# willow oak



## Bradley (Dec 28, 2001)

How do you guys feel about Willow Oaks? Looking to plant 4-5 widely spaced yard trees in middle Georgia. I really like these trees, but don't know alot about their growth rates etc... Would you recommend another species over these and why. Thanks, Steve.


----------



## PBMan (Feb 19, 2002)

Personally, I like the Willow Oak's alot and they tend to grow well in clay soils. However, check out the Sawtooth Oak and/or Water Oak trees. The Sawtooth is spectacular and in my opinion is the perfect tree for shade/privacy/beauty.

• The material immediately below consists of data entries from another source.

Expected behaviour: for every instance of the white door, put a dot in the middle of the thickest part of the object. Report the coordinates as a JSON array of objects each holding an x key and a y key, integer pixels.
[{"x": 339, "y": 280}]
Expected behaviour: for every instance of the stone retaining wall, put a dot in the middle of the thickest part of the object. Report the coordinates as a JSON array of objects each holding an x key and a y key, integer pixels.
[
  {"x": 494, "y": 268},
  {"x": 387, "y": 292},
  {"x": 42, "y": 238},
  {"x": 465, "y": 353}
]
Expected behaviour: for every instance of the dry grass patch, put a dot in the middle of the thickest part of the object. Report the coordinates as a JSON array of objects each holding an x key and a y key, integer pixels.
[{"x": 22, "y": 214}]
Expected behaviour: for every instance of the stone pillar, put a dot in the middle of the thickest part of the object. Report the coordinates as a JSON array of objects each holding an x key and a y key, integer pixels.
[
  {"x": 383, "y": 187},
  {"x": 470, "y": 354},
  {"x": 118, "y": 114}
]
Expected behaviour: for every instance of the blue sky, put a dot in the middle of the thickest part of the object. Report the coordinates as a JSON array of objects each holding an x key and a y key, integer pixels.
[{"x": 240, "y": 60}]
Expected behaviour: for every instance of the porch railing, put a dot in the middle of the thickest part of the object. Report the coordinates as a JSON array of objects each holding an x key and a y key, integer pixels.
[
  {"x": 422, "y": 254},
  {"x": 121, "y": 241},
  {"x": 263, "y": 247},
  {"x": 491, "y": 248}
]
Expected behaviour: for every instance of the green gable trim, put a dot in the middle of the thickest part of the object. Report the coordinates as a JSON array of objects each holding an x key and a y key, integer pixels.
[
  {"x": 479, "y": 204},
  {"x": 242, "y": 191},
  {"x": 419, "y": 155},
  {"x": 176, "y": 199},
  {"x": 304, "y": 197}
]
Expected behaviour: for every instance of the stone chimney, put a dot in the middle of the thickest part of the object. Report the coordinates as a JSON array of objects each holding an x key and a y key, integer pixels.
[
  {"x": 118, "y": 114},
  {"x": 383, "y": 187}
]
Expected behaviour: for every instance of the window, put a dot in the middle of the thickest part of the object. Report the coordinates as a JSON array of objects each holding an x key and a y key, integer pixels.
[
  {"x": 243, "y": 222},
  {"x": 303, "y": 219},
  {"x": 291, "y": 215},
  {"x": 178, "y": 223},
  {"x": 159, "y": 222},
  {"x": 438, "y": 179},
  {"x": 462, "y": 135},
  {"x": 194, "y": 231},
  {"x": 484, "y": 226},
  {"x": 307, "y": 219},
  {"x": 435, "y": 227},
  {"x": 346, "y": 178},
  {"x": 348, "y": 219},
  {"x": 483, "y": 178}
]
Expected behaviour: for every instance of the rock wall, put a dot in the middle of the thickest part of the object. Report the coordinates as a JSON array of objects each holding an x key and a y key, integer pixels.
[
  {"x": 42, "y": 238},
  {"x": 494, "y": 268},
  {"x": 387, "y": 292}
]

Nice color in fall and hold their leaves for a long time.


----------



## Toddppm (Feb 19, 2002)

They are very nice and have a great form and structure but those little @#$% leaves will drive you crazy trying to clean therm up, they get stuck in the grass and every crack and crevice around and there are tons of them


----------



## Jay Banks (Feb 20, 2002)

Willow oaks are a sturdy tree. Plant them in spring. But watch out for some nursery stock. They tend to head the branches back severely to were it looks like a stick with stubs.

Here in VA the sawtooth is considered an invasive. You may want to check with your department of natural resources before you choose the sawtooth.


----------